Brooklyn Books of Wonder

There's a new essay by Melvin Jules Bukiet in The American Scholar examining a wave of what Bukiet calls "Brooklyn Books of Wonder." For him, these are books that while with few exceptions more well-written than the majority of "genre fiction," don't do anything with life except embrace its potential healing qualities.

All right, I'm simplifying there, but his problem is essentially this: these writers (Eggers, Sebold, Kidd, Chabon, Foer, Kraus) propogate a world in which "History and tragedy foster personal growth" through novels that leave readers with a "surge of sentimental warmth," allowing them to "pretend that they, too, have confronted evil or sorrow and made it through to the other side."

Worse, he says, is the notion that humans can find "growth" in tragedy. "The only thing suffering teaches us," Bukiet writes, "is that we are capable of suffering."

Right.

Except not right.

At least, not in the manner in which he writes it. Not in the way that he reaches for some sort of "Reader's Manifesto" for 2007 and succeeds only in flaccid trashing of The Secret Life of Bees and The Lovely Bones. Easy targets: novels that fail in their artistic and narrative ambitions. Novels that pretend to reveal reality but succeed only in affirming shallow fantasy.

But he tries to equate them with the likes of A Heartbreaking Work of Staggering Genius, with Everything Is Illuminated. That's a problem.

And, like Myers in "A Reader's Manifesto," Burkiet strips his salient passages of every conceivable context they might have in order to paint their writers as shallow, egocentric, naive and their novels as wide-eyed, innocent pablum.

But it doesn't work.

Nor does forcing Mark Helprin into that company, ostensibly for his conservative, nostalgic politics.

Nor does opening with allusions to The Brothers Karamazov. He does this, I guess, to demonstrate the difference between what he might consider the potentially shattering realism of TBK and something like AHWOSG. None of that "depressing Father Zosima's corpse smells stuff" in these new novels, Burkiet writes. But, of course, the corruption of Zosima's corpse is what forces Alyosha out of the monastery, into confrontation with his family and with himself, into confrontation with further pain, and, of course, to redemption. To redemption.
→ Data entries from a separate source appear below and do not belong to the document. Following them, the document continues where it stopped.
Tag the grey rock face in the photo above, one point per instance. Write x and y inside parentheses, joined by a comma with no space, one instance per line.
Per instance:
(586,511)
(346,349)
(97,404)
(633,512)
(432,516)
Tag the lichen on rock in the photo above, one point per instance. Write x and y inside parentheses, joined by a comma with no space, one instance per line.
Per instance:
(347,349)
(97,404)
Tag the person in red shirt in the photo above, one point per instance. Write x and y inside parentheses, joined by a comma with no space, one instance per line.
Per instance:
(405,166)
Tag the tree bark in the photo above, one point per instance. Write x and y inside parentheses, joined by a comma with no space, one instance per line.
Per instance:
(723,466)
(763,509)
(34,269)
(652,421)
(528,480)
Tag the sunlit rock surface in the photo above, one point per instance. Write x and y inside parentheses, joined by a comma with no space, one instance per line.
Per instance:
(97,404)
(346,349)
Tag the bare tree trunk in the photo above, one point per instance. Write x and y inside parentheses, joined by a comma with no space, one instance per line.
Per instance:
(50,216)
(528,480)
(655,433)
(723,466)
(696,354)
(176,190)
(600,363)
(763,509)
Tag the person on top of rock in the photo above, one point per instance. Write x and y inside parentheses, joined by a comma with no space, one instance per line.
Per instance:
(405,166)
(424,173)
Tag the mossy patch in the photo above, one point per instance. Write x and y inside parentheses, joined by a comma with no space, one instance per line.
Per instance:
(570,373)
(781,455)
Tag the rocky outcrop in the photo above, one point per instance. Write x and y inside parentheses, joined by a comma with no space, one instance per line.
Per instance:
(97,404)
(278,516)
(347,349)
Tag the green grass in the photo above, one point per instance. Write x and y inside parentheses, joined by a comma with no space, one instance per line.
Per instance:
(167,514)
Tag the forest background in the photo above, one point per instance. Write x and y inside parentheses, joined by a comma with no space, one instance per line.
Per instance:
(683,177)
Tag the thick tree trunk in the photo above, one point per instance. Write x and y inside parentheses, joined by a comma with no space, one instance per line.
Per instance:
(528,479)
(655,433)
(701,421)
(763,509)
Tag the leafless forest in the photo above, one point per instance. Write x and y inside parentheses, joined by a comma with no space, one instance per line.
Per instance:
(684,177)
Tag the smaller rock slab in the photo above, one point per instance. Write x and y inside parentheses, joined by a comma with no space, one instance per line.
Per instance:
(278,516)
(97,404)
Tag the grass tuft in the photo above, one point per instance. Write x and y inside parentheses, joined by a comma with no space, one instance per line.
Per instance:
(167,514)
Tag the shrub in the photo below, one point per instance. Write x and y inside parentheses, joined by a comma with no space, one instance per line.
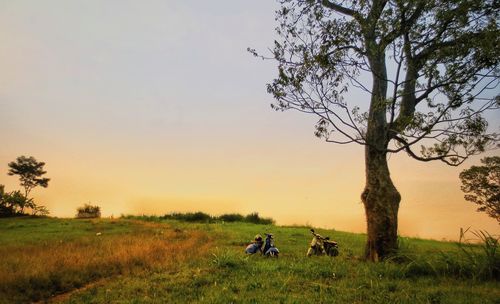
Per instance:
(231,217)
(256,219)
(88,211)
(189,217)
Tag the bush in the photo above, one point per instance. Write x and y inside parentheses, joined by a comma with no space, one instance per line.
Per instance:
(88,211)
(189,217)
(231,217)
(256,219)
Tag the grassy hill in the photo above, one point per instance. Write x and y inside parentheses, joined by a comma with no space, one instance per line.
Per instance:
(168,261)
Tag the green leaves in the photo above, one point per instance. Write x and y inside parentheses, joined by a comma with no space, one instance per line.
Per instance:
(481,185)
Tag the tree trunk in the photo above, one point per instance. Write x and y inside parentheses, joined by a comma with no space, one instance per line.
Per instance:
(380,197)
(381,200)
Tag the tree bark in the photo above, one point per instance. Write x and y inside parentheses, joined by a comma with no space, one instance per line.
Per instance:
(381,200)
(380,197)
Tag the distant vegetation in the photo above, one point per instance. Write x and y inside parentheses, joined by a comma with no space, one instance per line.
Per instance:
(88,211)
(16,203)
(481,185)
(201,217)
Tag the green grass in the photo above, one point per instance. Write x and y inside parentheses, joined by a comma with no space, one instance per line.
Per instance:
(221,273)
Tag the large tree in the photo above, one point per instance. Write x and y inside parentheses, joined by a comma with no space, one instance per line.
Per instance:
(427,70)
(481,185)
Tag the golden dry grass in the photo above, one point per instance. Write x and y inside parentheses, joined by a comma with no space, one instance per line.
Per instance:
(35,272)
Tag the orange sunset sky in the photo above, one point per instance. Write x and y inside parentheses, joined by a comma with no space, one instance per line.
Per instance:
(153,108)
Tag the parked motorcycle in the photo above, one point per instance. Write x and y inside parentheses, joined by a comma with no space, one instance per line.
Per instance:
(322,245)
(269,249)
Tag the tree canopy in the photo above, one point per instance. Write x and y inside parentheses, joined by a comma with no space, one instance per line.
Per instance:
(427,72)
(30,173)
(481,185)
(436,61)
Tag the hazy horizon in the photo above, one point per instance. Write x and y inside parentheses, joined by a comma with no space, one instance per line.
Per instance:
(157,108)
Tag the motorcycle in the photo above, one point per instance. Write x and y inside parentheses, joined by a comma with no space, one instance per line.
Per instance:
(322,245)
(255,246)
(269,249)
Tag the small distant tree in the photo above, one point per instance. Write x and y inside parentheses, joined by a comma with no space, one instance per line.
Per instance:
(88,211)
(30,173)
(13,203)
(481,185)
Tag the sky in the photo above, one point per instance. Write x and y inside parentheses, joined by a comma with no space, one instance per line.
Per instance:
(156,107)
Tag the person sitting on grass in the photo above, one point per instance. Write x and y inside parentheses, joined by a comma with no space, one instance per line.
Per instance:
(255,246)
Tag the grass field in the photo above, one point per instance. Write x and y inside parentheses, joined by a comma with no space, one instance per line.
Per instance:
(167,261)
To something that he learns through suffering.

Heck, when does Dostoyevsky not argue the redemptive possibilities of suffering?

Why else is Dmitri forced through a ridiculous trial, through an unjust jail sentence, if not to present the possibility that he "find growth in tragedy." What to make of Alyosha's insistence that a single good memory from childhood might be enough to "save" the basest of men? What to make of Dostoyevsky's portrayal of Ivan, the only one of the legitimate brothers to insist, constantly, on seeing reality for what it is, seeing suffering for what it is -- merely reality and merely suffering?

What to make of Helprin's insistence in A Soldier of the Great War that suffering is inexplicable, widespread, and random and that the "value" of any life, in the end, is based not on whether or not a person has "grown" (again, to use Burkiet's language) through tragedy but whether or not a person has embraced a life at all, whether or not a person has lived, loved, and remembered?

There's an intriguing thought or two in the essay (as there were in "A Reader's Manifesto"), and there are some salient comments on Jonathan Lethem and one or two insights into Chabon's work, but, like Myers' piece, it ultimately sustains neither its thesis nor the disparity between its chosen "evidence" and what is left unconsidered or unsaid.